EFFECTIVE SPRING CONSTANT – 1101Lab5Prob2
Your company has bought the prototype for a new flow regulator from a local inventor. Your job is to prepare the prototype for mass-production. While studying the prototype, you notice the inventor used some rather innovative spring configurations to supply the tension needed for the regulator valve. In one location the inventor had fastened two different springs side-by-side, as in Figure A below. In another location the inventor attached two different springs end-to-end, as in Figure B below. To decrease the cost and increase the reliability of the flow regulator for mass production, you need to replace each spring configuration with a single spring. These replacement springs must exert the same forces when stretched the same amount as the original spring configurations.
Instructions: Before lab, read the laboratory in its entirety as well as the required reading in the textbook. In your lab notebook, respond to the warm up questions and derive a specific prediction for the outcome of the lab. During lab, compare your warm up responses and prediction in your group. Then, work through the exploration, measurement, analysis, and conclusion sections in sequence, keeping a record of your findings in your lab notebook. It is often useful to use Excel to perform data analysis, rather than doing it by hand.
Read Knight, Jones & Field Chapter 8 Sections 8.3
Equipment
You have two different springs with the same unstretched length, but different spring constants k1 and k2. These springs can be hung vertically side-by-side (Figure A) or end-to-end (Figure B). You will also have a meterstick, stopwatch, rod, wooden dowel, table clamp and mass set. /If equipment is missing or broken, submit a problem report by sending an email to . Include the room number and brief description of the problem.
Warm up
Apply the following warm-up to the side-by-side configuration, and then repeat for the end-to-end configuration:
1.Make a picture of the spring configuration similar to each of the drawings in the Equipment section (Figure A and Figure B). Draw a coordinate system. Label the positions of each unstretched spring, the final stretched position of each spring, the two spring constants, and the mass of the object suspended. Put arrows on your picture to represent any forces on the object. Assume that the springs are massless.

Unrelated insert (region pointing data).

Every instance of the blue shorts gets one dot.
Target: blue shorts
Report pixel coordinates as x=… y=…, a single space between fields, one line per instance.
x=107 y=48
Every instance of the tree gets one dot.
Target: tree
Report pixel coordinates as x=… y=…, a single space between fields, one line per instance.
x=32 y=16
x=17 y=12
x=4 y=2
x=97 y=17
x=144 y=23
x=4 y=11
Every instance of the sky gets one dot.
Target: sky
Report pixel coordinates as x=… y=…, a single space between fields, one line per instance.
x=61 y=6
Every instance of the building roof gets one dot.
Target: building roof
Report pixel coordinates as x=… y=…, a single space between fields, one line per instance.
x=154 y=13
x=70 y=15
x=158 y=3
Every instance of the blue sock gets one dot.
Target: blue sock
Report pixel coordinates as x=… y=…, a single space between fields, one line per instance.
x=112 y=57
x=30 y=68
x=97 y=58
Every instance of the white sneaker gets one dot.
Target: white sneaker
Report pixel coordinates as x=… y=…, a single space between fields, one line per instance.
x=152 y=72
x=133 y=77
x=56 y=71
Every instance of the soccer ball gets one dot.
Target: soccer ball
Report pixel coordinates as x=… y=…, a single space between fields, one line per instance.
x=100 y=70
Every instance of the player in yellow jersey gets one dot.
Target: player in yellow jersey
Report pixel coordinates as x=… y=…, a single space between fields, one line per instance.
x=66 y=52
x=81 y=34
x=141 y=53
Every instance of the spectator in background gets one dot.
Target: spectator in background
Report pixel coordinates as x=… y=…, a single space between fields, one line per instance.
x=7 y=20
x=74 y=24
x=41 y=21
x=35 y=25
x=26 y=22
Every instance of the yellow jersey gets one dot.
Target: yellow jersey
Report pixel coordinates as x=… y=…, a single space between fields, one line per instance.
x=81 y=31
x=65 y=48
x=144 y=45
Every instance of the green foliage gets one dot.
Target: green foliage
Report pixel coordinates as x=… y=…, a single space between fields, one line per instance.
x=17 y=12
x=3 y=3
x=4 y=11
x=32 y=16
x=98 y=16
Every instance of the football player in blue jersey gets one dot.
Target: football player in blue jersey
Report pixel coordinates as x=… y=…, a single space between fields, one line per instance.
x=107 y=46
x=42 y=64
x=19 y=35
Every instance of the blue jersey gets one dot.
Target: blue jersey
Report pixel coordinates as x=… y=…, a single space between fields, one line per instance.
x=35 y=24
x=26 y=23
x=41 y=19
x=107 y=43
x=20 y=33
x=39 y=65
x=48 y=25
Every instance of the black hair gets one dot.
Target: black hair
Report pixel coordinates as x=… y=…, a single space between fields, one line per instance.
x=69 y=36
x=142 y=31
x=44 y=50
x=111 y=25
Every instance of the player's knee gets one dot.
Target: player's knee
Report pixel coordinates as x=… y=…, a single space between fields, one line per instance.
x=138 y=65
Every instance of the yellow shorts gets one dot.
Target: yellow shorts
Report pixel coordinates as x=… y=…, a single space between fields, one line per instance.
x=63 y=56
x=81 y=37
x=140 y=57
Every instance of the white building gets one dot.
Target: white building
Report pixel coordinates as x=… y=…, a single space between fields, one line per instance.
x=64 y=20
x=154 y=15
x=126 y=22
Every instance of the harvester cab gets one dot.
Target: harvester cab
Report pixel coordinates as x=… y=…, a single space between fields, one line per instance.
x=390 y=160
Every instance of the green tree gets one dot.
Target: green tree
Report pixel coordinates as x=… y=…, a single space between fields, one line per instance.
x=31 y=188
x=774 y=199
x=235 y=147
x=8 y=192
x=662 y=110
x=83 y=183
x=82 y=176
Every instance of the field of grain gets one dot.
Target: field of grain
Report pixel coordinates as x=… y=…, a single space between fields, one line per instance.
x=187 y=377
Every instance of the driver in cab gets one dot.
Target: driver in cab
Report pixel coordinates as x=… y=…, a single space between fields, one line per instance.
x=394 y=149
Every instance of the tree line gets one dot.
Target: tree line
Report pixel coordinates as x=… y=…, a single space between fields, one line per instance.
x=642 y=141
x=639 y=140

For the side-by-side configuration, assume that the light bar attached to the springs remains horizontal (i.e. it does not twist).
For each two spring configurations make a second picture of a single (massless) spring with spring constant k' that has the same object suspended from it and the same total stretch as the combined springs. Be sure to label this picture in the same manner as the first.
2.Draw force diagrams of both spring systems and the equivalent single spring system. Label the forces. For the end-to-end configuration, draw an additional force diagram of a point at the connection of the two springs.
3.Apply Newton's laws to the object suspended from the combined springs and the object suspended from the single replacement spring. Consider carefully which forces and displacements will be equal to each other
For the end-to-end configuration: Draw an additional force diagram for the connection point between the springs. At the connection point, what is the force of the top spring on the bottom spring? What is the force of the bottom spring on the top spring?
4.Solve your equations for the effective spring constant (k') for the single replacement spring in terms of the two spring constants.
Prediction
The spring constant for a single spring that replaces a configuration of springs is called its effective spring constant.
1.Write an expression for the effective spring constant for a side-by-side spring configuration (Figure A) in terms of the two spring constants k1 and k2.
2.Write an expression for the effective spring constant for an end-to-end spring configuration (Figure B) in terms of the two spring constants k1 and k2.
Is the effective spring constant larger when the two springs are connected side-by-side or end-to-end? Explain your reasoning.
Exploration
To test your predictions, you must decide how to measure each spring constant individually and the effective spring constants of the side-by-side and end-to-end configurations.
Perform an exploration consistent with your selected method from the earlier problemMeasuring Spring Constants. Remember that the smallest mass must be much greater than the mass of the spring to fulfill the massless spring assumption. DO NOT STRETCH THE SPRINGS PAST THEIR ELASTIC LIMIT (ABOUT 40 CM) OR YOU WILL DAMAGE THEM.
Write down your measurement plan.
Measurement
Follow your measurement plan to take the necessary data. What are the uncertainties in your measurements?
Analysis
Determine the effective spring constants (with uncertainties) of the side-by-side spring configuration and the end-to-end spring configuration.
Determine the spring constants of the two springs. Calculate the effective spring constants (with uncertainties) of the two configurations using your Prediction equations.
Conclusion
How do the measured values and predicted values of the effective spring constant for the configurations compare?
What are the effective spring constants of a side-by-side spring configuration and an end-to-end spring configuration? Which is larger? Did your measured values agree with your initial predictions? Why or why not? What are the limitations on the accuracy of your measurements and analysis? Can you apply what you learned to find the spring constant of a complex system of springs in the flow regulator?